Ces quatre individus sont intimement liés au marché, très contesté, des F‑35. Ce qui est intéressant, c’est qu’à la signature , le contrat F‑35 a été présenté comme le contrat du siècle pour l’industrie aéronautique belge (3 milliards de retombées économiques). Ce segment est vital pour l’industrie aéronautique wallonne en particulier, mais aujourd’hui il n’y a eu que de belles promesses et aucun contrat(6). Au-delà de la gabegie et de l’indécence d’encore engager des dépenses dans ce genre d’engins de morts, est-ce que notre bon ministre Reynders, qui a rencontré discrètement Bart De Wever à Mozet dans le château-ferme de Fontinoy à de nombreuses reprises, aurait trahi l’industrie wallonne ?

Éric Arthur Parme

Notes et références
  1. « Un trafic d’armes illégal d’Ostende vers la Libye », 15 avril 2015, https://www.7sur7.be/belgique/un-trafic-d-armes-illegales-d-ostende-vers-la-libye~a8c55507
  2. « Rechterhand Vandeput roept vragen op », De Tijd, 20-06-2015.

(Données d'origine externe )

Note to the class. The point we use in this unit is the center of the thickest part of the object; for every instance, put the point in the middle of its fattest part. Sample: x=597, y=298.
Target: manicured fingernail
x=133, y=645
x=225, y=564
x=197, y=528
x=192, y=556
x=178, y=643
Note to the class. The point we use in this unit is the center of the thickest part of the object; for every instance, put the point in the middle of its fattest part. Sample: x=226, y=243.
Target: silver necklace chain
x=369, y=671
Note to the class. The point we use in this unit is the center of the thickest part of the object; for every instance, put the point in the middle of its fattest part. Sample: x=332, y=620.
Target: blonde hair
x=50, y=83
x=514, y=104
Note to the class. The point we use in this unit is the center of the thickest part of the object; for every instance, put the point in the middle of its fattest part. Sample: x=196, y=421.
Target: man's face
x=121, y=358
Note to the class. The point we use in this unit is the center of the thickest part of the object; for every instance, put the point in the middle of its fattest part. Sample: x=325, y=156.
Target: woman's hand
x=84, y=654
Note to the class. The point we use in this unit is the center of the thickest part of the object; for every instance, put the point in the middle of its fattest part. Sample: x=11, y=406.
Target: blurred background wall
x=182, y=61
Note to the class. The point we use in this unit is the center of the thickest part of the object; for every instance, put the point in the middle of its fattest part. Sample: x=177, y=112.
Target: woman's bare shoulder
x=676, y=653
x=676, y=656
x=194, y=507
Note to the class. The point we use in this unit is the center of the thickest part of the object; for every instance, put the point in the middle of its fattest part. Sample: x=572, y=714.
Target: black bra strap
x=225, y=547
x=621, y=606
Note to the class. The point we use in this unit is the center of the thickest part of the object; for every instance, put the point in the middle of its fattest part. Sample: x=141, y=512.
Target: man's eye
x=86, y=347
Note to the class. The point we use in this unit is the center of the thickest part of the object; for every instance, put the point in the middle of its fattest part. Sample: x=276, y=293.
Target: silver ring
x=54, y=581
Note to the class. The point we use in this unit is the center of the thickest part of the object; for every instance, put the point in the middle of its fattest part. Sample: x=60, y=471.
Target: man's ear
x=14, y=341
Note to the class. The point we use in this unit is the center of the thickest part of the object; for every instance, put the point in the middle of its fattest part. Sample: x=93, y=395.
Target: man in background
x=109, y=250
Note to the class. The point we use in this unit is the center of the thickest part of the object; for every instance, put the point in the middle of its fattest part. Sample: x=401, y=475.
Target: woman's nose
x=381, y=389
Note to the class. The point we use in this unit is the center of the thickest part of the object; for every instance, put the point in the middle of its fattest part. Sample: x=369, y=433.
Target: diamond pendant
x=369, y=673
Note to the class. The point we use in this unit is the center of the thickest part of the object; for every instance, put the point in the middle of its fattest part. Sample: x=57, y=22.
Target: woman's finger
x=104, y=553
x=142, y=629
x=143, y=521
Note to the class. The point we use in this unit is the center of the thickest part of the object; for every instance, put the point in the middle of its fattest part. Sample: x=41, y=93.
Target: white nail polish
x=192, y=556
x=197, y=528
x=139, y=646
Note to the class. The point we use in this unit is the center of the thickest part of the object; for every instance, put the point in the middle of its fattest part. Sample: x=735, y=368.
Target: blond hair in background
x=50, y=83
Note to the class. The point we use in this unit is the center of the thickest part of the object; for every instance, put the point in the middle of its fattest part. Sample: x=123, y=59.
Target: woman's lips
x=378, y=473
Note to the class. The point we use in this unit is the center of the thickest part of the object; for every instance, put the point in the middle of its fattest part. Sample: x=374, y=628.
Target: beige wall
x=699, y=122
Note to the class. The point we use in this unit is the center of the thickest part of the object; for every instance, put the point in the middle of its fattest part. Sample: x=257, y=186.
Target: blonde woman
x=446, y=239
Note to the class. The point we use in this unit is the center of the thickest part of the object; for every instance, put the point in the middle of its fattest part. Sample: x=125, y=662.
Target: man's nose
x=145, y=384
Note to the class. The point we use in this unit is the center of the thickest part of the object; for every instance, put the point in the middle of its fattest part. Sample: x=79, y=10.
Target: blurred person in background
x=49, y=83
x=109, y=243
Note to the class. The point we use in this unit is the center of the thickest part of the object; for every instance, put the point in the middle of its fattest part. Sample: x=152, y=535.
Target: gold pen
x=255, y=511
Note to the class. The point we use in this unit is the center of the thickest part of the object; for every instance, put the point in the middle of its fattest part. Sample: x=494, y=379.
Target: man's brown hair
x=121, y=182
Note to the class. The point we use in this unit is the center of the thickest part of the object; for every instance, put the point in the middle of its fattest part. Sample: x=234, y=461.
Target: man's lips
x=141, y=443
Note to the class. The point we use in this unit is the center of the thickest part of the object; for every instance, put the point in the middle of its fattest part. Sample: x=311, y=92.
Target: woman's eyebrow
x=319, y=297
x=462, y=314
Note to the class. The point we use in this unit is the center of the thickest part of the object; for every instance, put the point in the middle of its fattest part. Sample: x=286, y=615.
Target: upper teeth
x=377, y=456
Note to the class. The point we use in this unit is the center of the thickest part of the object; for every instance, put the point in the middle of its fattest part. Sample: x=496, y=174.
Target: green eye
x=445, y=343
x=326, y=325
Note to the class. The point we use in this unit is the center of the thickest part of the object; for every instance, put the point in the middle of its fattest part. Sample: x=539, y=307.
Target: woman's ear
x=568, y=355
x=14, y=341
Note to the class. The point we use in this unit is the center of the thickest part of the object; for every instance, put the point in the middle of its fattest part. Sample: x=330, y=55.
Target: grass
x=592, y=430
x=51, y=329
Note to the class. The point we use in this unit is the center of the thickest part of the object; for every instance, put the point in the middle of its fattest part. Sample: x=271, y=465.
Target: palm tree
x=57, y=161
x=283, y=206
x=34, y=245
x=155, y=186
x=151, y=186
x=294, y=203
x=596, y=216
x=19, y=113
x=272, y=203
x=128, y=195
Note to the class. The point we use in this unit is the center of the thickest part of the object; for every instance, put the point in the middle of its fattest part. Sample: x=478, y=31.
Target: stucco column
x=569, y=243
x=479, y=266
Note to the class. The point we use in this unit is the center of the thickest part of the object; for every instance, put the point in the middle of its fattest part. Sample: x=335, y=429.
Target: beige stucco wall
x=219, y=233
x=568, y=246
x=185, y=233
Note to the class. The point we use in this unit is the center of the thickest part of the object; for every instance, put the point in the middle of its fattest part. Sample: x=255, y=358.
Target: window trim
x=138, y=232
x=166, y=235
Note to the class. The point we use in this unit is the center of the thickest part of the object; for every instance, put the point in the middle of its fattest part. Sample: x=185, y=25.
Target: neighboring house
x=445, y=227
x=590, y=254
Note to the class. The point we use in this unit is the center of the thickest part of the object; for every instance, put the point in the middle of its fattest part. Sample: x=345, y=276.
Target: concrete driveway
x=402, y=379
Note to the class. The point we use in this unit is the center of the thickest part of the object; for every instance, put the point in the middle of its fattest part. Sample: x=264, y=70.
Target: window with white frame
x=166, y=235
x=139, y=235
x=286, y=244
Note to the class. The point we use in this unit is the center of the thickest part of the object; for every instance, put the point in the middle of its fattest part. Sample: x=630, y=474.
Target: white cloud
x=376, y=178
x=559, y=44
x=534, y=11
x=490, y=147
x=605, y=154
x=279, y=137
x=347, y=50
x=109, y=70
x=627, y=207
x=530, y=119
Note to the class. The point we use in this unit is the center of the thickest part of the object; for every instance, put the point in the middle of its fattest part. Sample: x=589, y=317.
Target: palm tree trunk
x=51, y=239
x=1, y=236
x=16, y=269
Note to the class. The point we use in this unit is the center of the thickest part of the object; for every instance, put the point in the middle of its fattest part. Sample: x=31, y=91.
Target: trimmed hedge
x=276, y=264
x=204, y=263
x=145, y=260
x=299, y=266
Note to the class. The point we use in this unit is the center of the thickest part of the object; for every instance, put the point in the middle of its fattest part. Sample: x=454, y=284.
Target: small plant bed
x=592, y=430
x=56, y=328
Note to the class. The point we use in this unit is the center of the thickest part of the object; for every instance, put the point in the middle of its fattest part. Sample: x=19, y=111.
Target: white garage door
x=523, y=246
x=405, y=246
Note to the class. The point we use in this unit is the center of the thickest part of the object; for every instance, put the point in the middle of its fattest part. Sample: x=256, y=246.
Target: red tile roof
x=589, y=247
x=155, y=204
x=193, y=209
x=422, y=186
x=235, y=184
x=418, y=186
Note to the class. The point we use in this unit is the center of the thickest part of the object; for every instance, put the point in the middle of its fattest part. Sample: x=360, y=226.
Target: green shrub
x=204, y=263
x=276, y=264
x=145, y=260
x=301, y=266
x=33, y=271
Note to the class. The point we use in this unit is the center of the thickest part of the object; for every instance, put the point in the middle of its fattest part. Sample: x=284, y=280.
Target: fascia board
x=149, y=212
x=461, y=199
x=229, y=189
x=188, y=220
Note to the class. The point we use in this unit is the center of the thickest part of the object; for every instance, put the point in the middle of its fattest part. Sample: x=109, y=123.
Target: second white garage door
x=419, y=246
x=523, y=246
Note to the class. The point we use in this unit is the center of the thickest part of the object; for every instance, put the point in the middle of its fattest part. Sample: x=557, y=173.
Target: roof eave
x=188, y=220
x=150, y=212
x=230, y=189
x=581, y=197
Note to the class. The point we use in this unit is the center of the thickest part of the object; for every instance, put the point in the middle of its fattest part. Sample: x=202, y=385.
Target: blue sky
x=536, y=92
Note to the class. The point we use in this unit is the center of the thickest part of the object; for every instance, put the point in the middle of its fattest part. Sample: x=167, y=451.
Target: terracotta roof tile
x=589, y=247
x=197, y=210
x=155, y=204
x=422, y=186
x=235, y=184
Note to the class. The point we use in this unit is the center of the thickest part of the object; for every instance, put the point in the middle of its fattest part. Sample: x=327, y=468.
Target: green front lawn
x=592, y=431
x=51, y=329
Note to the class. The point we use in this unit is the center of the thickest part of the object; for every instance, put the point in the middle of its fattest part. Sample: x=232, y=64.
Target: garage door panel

  3. « Wie wist wat over de F‑16’s op het kabinet ? », De Morgen, 23 mars 2018 ; F‑16: « Un adjoint du ministre Vandeput viré après des contacts avec Lockheed Martin », 20 juin 2018, www.rtbf.be.
  4. cf. Kairos, « Bienvenue en Ploutocratie », 20-04-2018, http://www.kairospresse.be.
  5. « Asco, le fournisseur belge du F‑35, vendu à des Américains. », L’Echo du 02-05-2018.
  6. « F 35, Lockeed Martin met l’aéronautique belge sur les charbons ardents », 21-03-2019, www.rtbf.be.